The question of whether Jared C. Wilson is “ELITE” or not is a very difficult and complex egg to crack. Eggs, like this question, are easily broken, but must be done with care so as to not get shell debris in your omelet. If shell shrapnel does get into your omelet, digestion and its eventual evacuation becomes regrettable. This is what The Daily Cherub seeks to accomplish here: an easy, pleasant passing of this very formidable question.
What is “ELITE”?
What does it mean to be ELITE in the Evangelical world? This, also, might leave a heaping pile of egg shell in the omelet you have been patiently waiting for for forty-five minutes, but Aunt Linda keeps screwing it up and starting over.
The way we see it, ELITE-ness can be measured in a few ways:
By Twitter followers. This is certainly the simplest metric and requires the least amount of thinking. This method is good for those who have received their breakfast in a timely manner. Its simplicity will provide results, but it will leave you wanting. You will receive an omelet from a capable Aunt, to be certain, but it will taste rather bland — at least you won’t totally waste your time with a disappointing relative that smokes and refuses to wear a hairnet.
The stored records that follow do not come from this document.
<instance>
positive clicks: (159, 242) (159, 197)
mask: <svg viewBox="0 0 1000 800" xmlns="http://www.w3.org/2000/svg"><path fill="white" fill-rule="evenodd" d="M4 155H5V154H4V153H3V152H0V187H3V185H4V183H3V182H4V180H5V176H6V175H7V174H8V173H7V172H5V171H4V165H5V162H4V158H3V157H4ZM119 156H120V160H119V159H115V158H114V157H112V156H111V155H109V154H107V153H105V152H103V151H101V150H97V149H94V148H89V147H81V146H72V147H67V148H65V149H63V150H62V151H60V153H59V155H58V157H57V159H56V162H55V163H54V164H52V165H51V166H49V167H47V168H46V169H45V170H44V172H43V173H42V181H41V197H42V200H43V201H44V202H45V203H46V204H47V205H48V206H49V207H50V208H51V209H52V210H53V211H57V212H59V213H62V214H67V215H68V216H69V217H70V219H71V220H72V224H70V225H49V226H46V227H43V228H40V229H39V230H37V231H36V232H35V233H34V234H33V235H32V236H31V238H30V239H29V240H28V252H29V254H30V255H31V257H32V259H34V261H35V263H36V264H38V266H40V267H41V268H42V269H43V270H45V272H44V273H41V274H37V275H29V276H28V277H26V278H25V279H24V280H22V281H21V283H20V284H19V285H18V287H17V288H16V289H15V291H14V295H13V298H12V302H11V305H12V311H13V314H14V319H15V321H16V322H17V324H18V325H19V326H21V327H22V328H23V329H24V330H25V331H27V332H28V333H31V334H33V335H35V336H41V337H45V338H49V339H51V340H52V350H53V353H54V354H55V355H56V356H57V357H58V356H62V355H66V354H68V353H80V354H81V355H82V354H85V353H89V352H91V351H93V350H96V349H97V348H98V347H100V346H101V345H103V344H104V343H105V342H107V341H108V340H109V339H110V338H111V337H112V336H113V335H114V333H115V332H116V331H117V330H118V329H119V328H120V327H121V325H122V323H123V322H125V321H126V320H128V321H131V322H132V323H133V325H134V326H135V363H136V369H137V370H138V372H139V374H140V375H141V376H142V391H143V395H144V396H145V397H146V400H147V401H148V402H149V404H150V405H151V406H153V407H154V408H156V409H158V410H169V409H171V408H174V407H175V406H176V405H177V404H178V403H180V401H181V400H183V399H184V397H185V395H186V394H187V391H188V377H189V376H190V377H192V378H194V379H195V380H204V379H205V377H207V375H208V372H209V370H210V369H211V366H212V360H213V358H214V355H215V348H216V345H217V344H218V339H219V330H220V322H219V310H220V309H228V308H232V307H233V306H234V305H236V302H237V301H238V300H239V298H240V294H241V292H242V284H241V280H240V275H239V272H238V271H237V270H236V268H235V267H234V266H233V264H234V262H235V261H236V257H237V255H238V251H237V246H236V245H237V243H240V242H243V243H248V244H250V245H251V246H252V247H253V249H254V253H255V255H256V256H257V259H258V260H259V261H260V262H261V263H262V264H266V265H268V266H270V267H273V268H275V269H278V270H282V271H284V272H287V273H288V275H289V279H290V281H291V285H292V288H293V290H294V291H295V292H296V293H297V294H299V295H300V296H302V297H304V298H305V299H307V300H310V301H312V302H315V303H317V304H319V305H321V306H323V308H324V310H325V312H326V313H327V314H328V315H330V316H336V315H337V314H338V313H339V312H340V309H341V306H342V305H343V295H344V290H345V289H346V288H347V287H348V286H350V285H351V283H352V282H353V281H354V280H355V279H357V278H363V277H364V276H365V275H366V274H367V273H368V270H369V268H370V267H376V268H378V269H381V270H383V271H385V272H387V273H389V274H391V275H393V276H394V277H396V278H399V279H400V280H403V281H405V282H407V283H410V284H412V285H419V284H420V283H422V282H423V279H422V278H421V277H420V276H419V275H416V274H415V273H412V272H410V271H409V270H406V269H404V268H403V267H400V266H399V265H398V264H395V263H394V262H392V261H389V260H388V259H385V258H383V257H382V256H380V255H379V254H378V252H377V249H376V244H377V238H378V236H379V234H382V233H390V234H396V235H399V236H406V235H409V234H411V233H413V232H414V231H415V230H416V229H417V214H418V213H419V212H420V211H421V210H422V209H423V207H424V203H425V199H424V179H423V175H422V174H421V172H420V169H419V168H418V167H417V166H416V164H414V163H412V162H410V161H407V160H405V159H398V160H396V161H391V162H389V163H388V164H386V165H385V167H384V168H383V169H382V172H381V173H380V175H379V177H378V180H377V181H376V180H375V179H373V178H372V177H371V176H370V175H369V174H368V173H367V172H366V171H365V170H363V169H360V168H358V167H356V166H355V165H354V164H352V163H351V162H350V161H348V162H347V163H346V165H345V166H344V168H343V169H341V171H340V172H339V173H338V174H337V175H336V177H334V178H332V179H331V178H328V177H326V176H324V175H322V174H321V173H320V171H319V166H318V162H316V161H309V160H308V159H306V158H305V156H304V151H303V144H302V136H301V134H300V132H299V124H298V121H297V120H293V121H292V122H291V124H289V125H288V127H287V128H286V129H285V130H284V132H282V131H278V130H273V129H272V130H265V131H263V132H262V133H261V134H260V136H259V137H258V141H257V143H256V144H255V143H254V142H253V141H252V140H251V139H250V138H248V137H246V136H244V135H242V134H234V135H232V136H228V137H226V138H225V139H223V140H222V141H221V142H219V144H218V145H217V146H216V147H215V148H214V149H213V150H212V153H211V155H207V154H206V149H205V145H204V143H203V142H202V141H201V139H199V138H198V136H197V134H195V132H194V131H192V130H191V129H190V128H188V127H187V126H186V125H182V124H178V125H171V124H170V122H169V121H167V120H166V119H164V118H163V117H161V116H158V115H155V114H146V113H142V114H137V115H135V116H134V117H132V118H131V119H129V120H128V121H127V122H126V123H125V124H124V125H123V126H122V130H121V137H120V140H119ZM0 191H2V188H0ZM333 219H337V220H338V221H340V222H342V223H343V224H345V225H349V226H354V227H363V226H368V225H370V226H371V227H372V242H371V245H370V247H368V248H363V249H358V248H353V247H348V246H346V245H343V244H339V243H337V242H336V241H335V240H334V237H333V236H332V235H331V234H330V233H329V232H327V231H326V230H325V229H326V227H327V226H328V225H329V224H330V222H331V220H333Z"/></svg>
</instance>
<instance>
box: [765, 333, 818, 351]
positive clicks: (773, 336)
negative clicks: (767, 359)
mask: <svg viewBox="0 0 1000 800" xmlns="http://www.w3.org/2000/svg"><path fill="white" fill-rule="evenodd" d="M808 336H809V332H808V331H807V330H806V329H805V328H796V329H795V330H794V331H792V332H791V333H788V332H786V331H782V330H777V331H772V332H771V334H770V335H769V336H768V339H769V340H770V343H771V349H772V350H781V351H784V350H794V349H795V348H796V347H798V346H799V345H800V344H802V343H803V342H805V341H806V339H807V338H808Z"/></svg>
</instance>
The Twitter follower method might lead you to believe that men like Osteen (1 million+), Rick Warren (1 million+), and TD Jakes (2 million+) are the ELITE, and all others should be measured against their success within the social media platform. This would leave Jared C. Wilson in the dust with only 35k+, and he would be relegated to just a guy status. By all accounts and experience, he isn’t just a guy.
Twitter followers are helpful, but they need other controls to lead us to a legitimate conclusion. While the men listed above have millions reading every one of their sassy and genius tweets, we must conclude that they are seeker-driven panderers who have the theological backbone of an omelet dropped on the floor like the one my Aunt just ruined.
Book production. We could measure ELITE-levels by sheer book production, although simply publishing a book can be done by many non-ELITES and people in the just a guy realm. If sheer book production was a legitimate method, then Scientology founder L. Ron Hubbard would be the ELITIEST ELITE of all time. He literally set a Guiness World Record with 1,084. Hundreds of them were literally garbage, while the other hundred were forced on his followers.
Understanding Jared’s place in Evangelicalism needs to include book production, but perhaps a helpful variant of this metric as well: how many of these books have appeared at important, faithful, theologically sound, large Evangelical conferences? We’re talking Ligonier, The Shepherds’ Conference, TGC, and T4G. If the potential ELITE finds his books sold there, then he is well on his way.
Book sales must be a part of the conversation as well. An ELITE, by nature, must be an expert at something. His expert-ness will then result in many Christians putting down their fluffy, perfectly fine omelets and buying those books. Therefore we must ask: 1) are their books sold at legitimate Evangelical conferences? and 2) if so, do many people buy them?
Conference speaking appearances. This to be sure, must include the large conferences mentioned above. Honest, Reformed men and women are not interested in the Passion Conference, Preaching Princess Conference, and TD Jakes’ Modalism Merchants Conference, as these often invite some questionable people who shoot from the theological hip. So does the ELITE in question appear at one of the permissible conferences? If so, what role does he play? Is he one of the keynotes, or does he just do a little side sesh?
It could be argued that simply acting as one of the plenary, main speakers at The Shepherds’ Conference, for instance, is enough to transform just a guy to a full-blown ELITE. We disagree. These top-notch Evangelical conferences do invite the Big-Wigs as plenary speakers, but they are also careful to pepper in a few “Normals.” Thus, plenary speaking appearances at one of these big time conferences simply isn’t enough to label a locally-popular pastor as ELITE.
There are infinite variables to consider within each metric, and, perhaps, many more considerations and controls are needed to bring this discussion to its proper and precise conclusion. Do you need to be in high-level leadership of a seminary to be considered ELITE, like a Mohler, Sproul, or MacArthur? It is our sincere opinion that this is to be left out.
We also acknowledge there is a level of subjectivity in determining ELITE-levels. Personality can certainly govern one’s opinion of a man. Joe Flacco, QB of the Baltimore Ravens, meets important criteria, lending some to believe his is an ELITE Quarterback. Many however, due to his lack of charisma, weak leadership, and general awkwardness consider him standing on the ladder rung below. Deciding on ELITE Evangelicals is similar — tastes, preferences, and nebulous unwritten rules can often enter into the discussion. We are trying our best to avoid this.
Whatever the case, we look forward to exploring this subject with much greater depth in the coming weeks and eventually coming to a conclusion. We also look forward to eating an omelet before three in the afternoon, Linda.
What do you think? Should Jared C. Wilson be considered one of premier Evangelicals of our time, or is he just a guy?